00:14:43.480 Caution is vital when dealing with errors; they need to be manageable and actionable. Monitoring and measuring system performance help identify pain points, ensuring a smooth functioning system. Without metrics, discovering issues becomes challenging. Our error reporting system helps maintain a healthy application without overwhelming us with alerts that lead to alarm fatigue.
00:15:52.880 Additionally, when we pursue scalability, maintaining a balance between consistency and availability is key. For example, in high-traffic scenarios like Amazon's shopping cart, availability is critical, but for Netflix studios, data consistency is paramount. We operate with a manageable user base and need accurate data for decision-making.

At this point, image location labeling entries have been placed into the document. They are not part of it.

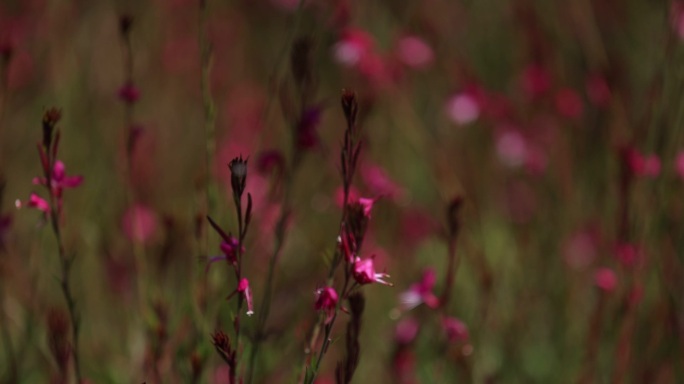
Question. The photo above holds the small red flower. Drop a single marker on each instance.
(364, 272)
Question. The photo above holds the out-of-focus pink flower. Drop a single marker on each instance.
(679, 164)
(243, 288)
(677, 18)
(455, 329)
(364, 272)
(129, 93)
(140, 223)
(462, 108)
(353, 46)
(511, 147)
(379, 182)
(270, 160)
(536, 81)
(569, 103)
(598, 91)
(420, 292)
(406, 330)
(605, 279)
(414, 52)
(628, 254)
(326, 300)
(36, 202)
(642, 165)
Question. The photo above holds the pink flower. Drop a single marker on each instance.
(414, 52)
(420, 292)
(36, 202)
(455, 329)
(140, 223)
(364, 272)
(243, 288)
(406, 330)
(640, 164)
(628, 254)
(326, 300)
(367, 205)
(679, 164)
(463, 108)
(605, 279)
(129, 93)
(59, 179)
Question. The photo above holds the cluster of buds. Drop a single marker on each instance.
(54, 179)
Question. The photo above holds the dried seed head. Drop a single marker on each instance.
(238, 176)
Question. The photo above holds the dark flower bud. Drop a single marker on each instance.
(238, 176)
(50, 119)
(125, 24)
(453, 220)
(221, 342)
(301, 61)
(350, 106)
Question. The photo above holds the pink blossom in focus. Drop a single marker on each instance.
(569, 103)
(36, 202)
(455, 329)
(605, 279)
(59, 179)
(364, 272)
(243, 288)
(462, 108)
(414, 52)
(326, 300)
(140, 223)
(420, 292)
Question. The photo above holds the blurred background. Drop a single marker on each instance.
(558, 124)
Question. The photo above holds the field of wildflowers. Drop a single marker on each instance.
(336, 191)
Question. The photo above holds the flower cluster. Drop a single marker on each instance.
(54, 179)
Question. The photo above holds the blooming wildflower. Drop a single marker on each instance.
(463, 108)
(406, 330)
(455, 329)
(364, 272)
(605, 279)
(243, 288)
(420, 292)
(36, 202)
(59, 179)
(129, 93)
(326, 300)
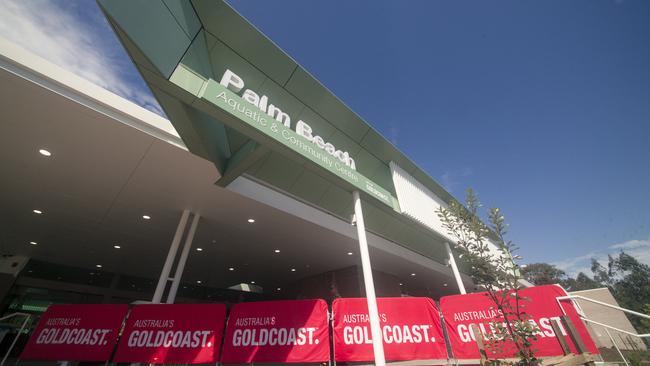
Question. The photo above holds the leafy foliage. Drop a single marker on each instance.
(542, 274)
(495, 270)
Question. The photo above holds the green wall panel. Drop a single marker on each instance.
(224, 23)
(197, 57)
(185, 16)
(223, 57)
(153, 29)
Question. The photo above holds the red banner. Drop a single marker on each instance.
(174, 333)
(460, 311)
(410, 326)
(76, 333)
(277, 331)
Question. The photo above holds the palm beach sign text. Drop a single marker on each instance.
(267, 118)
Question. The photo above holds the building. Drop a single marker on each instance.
(255, 188)
(608, 339)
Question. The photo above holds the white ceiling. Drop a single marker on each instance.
(104, 175)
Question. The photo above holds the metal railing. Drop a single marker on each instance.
(20, 331)
(584, 317)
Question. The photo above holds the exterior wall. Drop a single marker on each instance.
(345, 282)
(607, 316)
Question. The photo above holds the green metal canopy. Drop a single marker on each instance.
(183, 48)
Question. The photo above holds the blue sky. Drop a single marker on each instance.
(543, 107)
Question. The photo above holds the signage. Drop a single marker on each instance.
(172, 333)
(410, 328)
(275, 126)
(277, 331)
(235, 83)
(76, 333)
(461, 311)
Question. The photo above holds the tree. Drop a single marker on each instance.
(543, 274)
(581, 282)
(496, 271)
(629, 281)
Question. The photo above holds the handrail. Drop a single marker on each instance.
(584, 317)
(22, 327)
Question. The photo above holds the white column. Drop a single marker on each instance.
(454, 268)
(164, 274)
(171, 297)
(375, 329)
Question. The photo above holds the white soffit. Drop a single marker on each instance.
(417, 201)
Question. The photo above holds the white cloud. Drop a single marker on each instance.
(639, 249)
(60, 34)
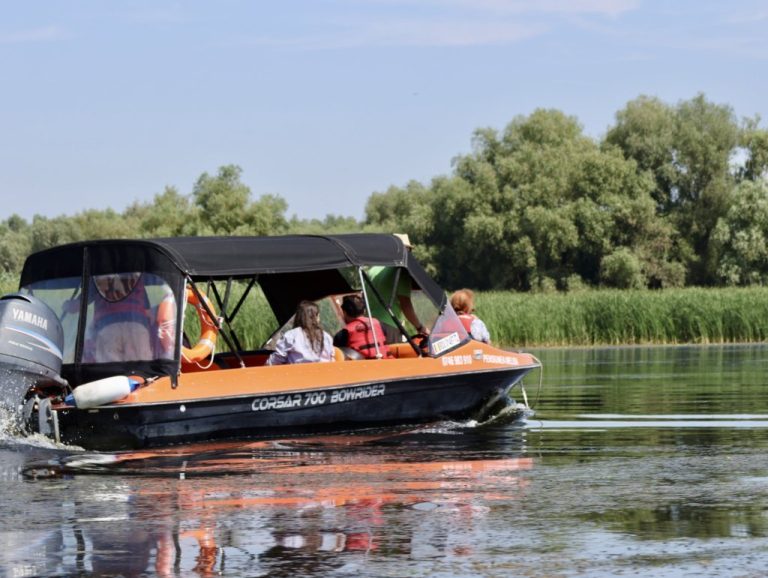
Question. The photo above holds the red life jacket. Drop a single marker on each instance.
(466, 320)
(133, 307)
(361, 337)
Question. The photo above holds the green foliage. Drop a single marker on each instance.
(532, 209)
(616, 317)
(622, 269)
(662, 201)
(741, 236)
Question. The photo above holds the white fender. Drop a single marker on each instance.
(101, 392)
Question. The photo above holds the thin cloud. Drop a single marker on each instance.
(552, 7)
(442, 23)
(34, 35)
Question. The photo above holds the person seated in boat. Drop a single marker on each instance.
(398, 298)
(121, 319)
(361, 332)
(306, 342)
(121, 325)
(463, 303)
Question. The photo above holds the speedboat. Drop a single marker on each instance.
(117, 344)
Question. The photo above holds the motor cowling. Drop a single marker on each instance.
(31, 338)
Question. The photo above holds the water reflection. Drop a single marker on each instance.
(268, 508)
(639, 461)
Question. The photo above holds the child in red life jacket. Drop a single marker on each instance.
(360, 329)
(463, 303)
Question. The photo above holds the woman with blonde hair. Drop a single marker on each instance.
(306, 342)
(463, 303)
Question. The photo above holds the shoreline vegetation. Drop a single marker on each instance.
(604, 317)
(590, 317)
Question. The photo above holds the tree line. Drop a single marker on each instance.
(671, 195)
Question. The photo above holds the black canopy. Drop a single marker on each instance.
(202, 258)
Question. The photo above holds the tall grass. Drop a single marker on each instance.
(592, 317)
(612, 317)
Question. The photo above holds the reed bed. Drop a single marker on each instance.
(582, 318)
(613, 317)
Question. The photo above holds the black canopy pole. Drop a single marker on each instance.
(391, 313)
(216, 320)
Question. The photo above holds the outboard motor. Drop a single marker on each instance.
(31, 345)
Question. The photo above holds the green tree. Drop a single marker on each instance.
(538, 206)
(226, 209)
(15, 244)
(688, 150)
(170, 214)
(741, 236)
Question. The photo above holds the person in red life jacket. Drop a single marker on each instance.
(121, 319)
(360, 330)
(463, 303)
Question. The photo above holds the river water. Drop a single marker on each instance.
(638, 462)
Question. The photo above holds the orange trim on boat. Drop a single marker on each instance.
(280, 379)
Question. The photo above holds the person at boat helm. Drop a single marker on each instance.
(361, 333)
(383, 279)
(463, 303)
(121, 323)
(306, 342)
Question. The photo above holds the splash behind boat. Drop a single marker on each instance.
(120, 306)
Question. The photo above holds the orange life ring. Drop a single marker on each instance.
(208, 330)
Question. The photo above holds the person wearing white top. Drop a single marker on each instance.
(306, 342)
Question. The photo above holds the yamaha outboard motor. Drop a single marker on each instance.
(31, 345)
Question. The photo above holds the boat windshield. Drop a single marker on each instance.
(58, 294)
(129, 316)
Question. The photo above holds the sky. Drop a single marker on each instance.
(323, 102)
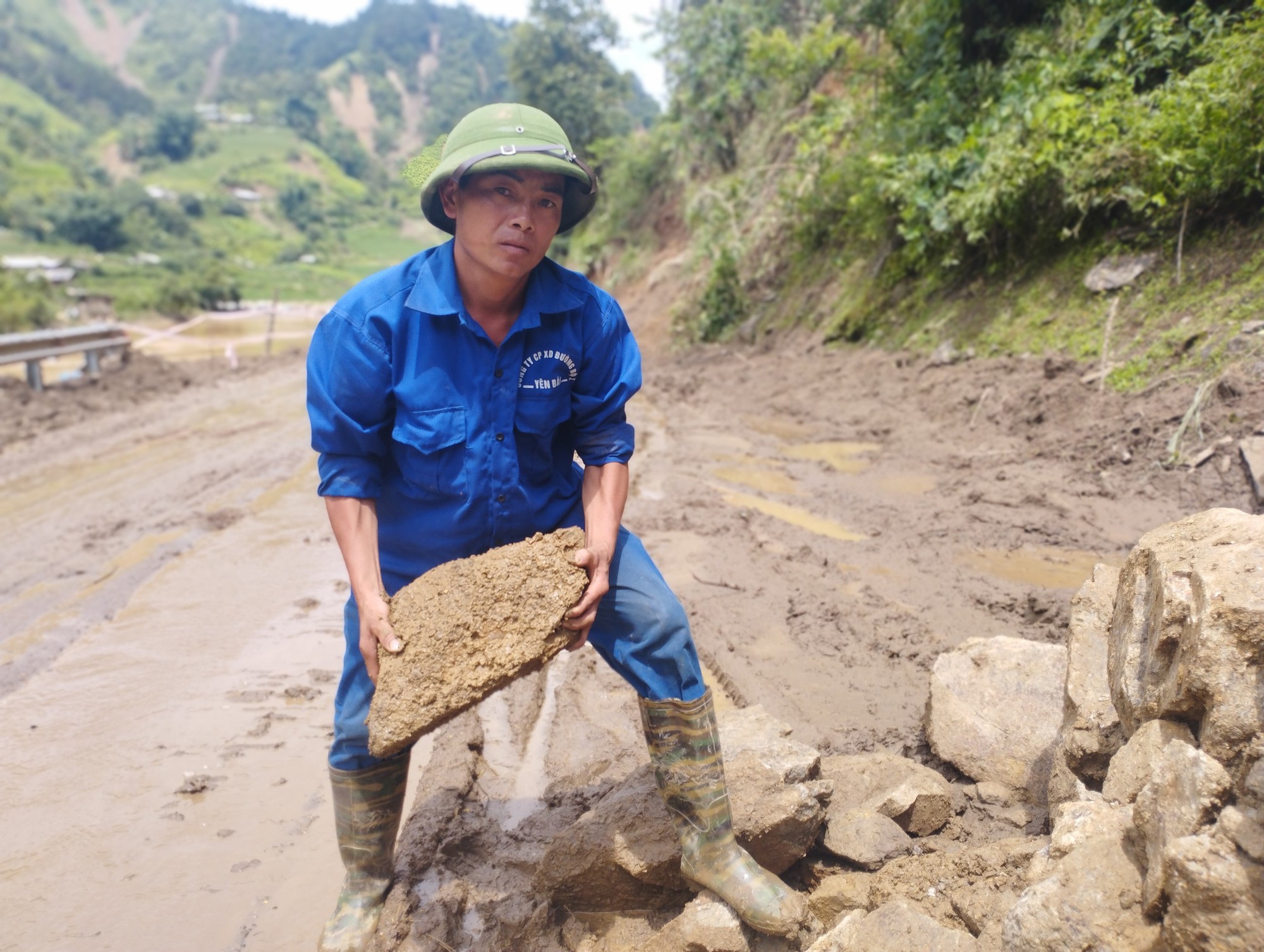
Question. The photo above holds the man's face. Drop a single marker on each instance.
(506, 221)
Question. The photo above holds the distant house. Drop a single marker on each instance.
(30, 262)
(54, 276)
(90, 307)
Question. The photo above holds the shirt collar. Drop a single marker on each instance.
(437, 293)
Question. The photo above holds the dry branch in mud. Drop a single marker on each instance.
(1155, 812)
(470, 628)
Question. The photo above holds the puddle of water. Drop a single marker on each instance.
(769, 481)
(842, 456)
(304, 476)
(907, 484)
(872, 570)
(746, 460)
(1045, 566)
(778, 427)
(135, 554)
(518, 786)
(712, 442)
(801, 519)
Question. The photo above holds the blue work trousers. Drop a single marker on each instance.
(641, 632)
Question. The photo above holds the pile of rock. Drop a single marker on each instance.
(1139, 747)
(1158, 781)
(1139, 744)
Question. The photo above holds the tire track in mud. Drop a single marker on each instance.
(97, 509)
(835, 520)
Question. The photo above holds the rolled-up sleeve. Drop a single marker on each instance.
(607, 380)
(351, 408)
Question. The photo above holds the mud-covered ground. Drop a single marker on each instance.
(170, 618)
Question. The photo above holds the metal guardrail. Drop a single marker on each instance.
(33, 347)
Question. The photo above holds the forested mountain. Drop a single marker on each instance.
(947, 173)
(233, 146)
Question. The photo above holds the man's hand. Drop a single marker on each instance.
(597, 562)
(376, 630)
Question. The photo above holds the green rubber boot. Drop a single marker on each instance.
(684, 747)
(367, 810)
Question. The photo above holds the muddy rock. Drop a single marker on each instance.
(992, 940)
(707, 925)
(976, 692)
(840, 937)
(899, 927)
(1188, 637)
(1185, 792)
(865, 839)
(777, 822)
(1251, 786)
(1091, 901)
(1007, 805)
(912, 795)
(960, 891)
(1121, 271)
(1076, 824)
(755, 730)
(468, 629)
(1217, 897)
(624, 853)
(1131, 769)
(1091, 733)
(1252, 451)
(839, 894)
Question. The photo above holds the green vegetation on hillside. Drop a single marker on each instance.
(918, 170)
(286, 181)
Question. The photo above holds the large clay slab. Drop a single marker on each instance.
(470, 628)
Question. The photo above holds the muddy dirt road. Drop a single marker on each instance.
(170, 609)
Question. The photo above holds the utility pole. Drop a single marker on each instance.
(272, 323)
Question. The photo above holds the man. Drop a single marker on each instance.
(448, 398)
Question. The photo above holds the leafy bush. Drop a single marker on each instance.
(558, 63)
(301, 203)
(202, 288)
(173, 136)
(724, 303)
(94, 219)
(25, 305)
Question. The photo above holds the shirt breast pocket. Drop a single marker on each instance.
(430, 451)
(542, 423)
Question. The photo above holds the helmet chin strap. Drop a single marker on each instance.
(561, 151)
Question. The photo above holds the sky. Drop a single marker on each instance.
(636, 52)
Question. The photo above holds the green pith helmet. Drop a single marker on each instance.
(500, 137)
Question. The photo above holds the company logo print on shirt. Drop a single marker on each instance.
(547, 370)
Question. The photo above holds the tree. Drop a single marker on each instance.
(174, 136)
(93, 219)
(558, 63)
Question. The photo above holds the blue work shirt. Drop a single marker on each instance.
(465, 444)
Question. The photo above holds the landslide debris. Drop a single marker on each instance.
(470, 628)
(1156, 816)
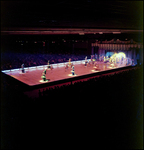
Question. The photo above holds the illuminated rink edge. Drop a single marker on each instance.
(57, 65)
(45, 66)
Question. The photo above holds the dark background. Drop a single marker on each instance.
(111, 114)
(88, 13)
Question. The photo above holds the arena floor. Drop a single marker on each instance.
(32, 75)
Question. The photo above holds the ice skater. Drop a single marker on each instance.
(73, 72)
(48, 65)
(23, 70)
(86, 61)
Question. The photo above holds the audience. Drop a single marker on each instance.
(108, 106)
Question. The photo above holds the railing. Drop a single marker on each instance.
(45, 66)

00:16:58.520 In conclusion, hexagonal architecture has proven to be a valuable tool for us, compelling us to contemplate coupling layers. If there’s one takeaway from my presentation, it's the importance of delaying decisions. Making early project decisions when knowledge is still limited can be misleading; however, allowing the development of more information over time leads to better choices in terms of architecture and implementation.
00:18:35.920 Thank you all for listening! I hope you gained a foundational understanding of the topic; this overview only scratches the surface. If you'd like to discuss it further, feel free to approach me in the hallway or at the GitHub booth anytime.
00:19:18.480 Thank you, thank you! We have a present for you as well. Thank you very much!